As per subject. I got this issue while building x11/rxvt-unicode


```
c++ -I.. -I. -I. -I./../libev -I./../libptytty/src -I./../libecb -DHAVE_CONFIG_H -I/usr/local/include -D_THREAD_SAFE -I/usr/local/include   -D_THREAD_SAFE -I/usr/local/include -I/usr/local/include/freetype2   -I/usr/local/include -O2 -pipe -fno-strict-aliasing -w -I/usr/local/include  -D_REENTRANT -I/usr/local/include/gdk-pixbuf-2.0 -I/usr/local/include/libpng -I/usr/local/include/glib-2.0   -I/usr/local/include/startup-notification-1.0 -c ptytty_wrapper.C
In file included from ptytty_wrapper.C:11:
./../libptytty/src/logging.C: In function 'void fill_utmpx(utmpx*, bool, int, const char*, const char*, const char*)':
./../libptytty/src/logging.C:267: error: 'id' was not declared in this scope
In file included from ptytty_wrapper.C:13:
./../libptytty/src/ptytty.C: In member function 'virtual bool ptytty_unix::get()':
./../libptytty/src/ptytty.C:386: error: 'ttyslot' was not declared in this scope
*** Error code 1

Stop in /usr/ports/x11/rxvt-unicode/work/rxvt-unicode-9.14/src.
*** Error code 1

Stop in /usr/ports/x11/rxvt-unicode/work/rxvt-unicode-9.14.
*** Error code 1

Stop in /usr/ports/x11/rxvt-unicode.
*** Error code 1

Stop in /usr/ports/x11/rxvt-unicode.
```


----------



## pbd (Dec 23, 2011)

same error :\


```
/usr/ports/x11/rxvt-unicode % make
===>  Building for rxvt-unicode-9.12_1
c++ -I.. -I. -I. -I./../libev -I./../libptytty/src -I./../libecb -DHAVE_CONFIG_H -I/usr/local/include -D_THREAD_SAFE -I/usr/local/include   -D_THREAD_SAFE -I/usr/local/include -I/usr/local/include/freetype2   -I/usr/local/include -O2 -pipe -fno-strict-aliasing -w -I/usr/local/include  -D_REENTRANT -I/usr/local/include/gdk-pixbuf-2.0 -I/usr/local/include -I/usr/local/include/glib-2.0 -c ptytty_wrapper.C
In file included from ptytty_wrapper.C:11:
./../libptytty/src/logging.C: In member function 'virtual void ptytty_unix::login(int, bool, const char*)':
./../libptytty/src/logging.C:312: error: 'ttyslot' was not declared in this scope
*** Error code 1

% uname -a
FreeBSD *** 9.0-BETA2 FreeBSD 9.0-BETA2 #8: Thu Sep  8 11:06:01 CEST 2011     ***@***:/usr/obj/usr/src/sys/***  amd64
```


----------



## SirDice (Dec 23, 2011)

I updated my ports tree on 11 December and *rxvt-unicode* builds fine on 8.2-STABLE. As the errors are related to *tty*/*pty* I'm suspecting something changed in 9.0.

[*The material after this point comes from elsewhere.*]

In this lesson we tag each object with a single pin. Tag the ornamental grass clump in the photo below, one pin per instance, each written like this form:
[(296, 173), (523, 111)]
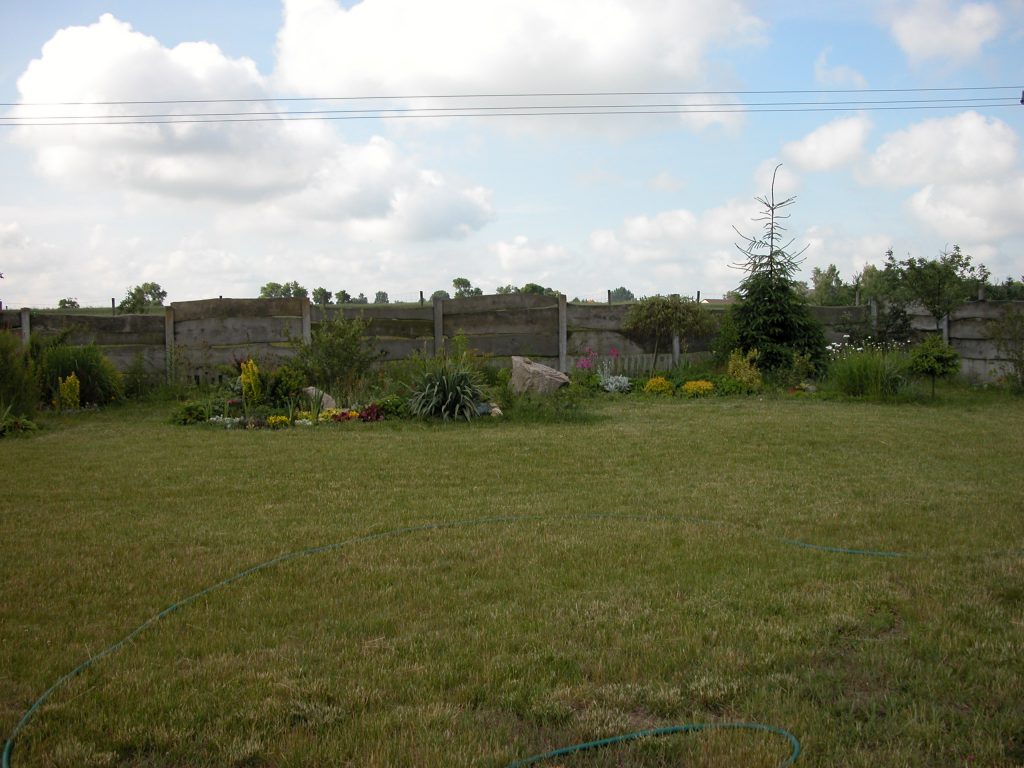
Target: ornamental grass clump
[(871, 371), (698, 388), (658, 385), (612, 382), (449, 387)]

But try to update your ports tree. x11/rxvt-unicode got updated to a new version a couple of hours ago. That may have fixed this issue too.


----------



## elfsechsundzwanzig (Dec 23, 2011)

I get the very same error. Updated my ports just a couple of minutes ago. I'm running 9.0-RC3.


----------



## elfsechsundzwanzig (Dec 23, 2011)

Okay, another update of the ports did the trick.


----------



## SirDice (Dec 25, 2011)

elfsechsundzwanzig said:
			
		

> Okay, another update of the ports did the trick.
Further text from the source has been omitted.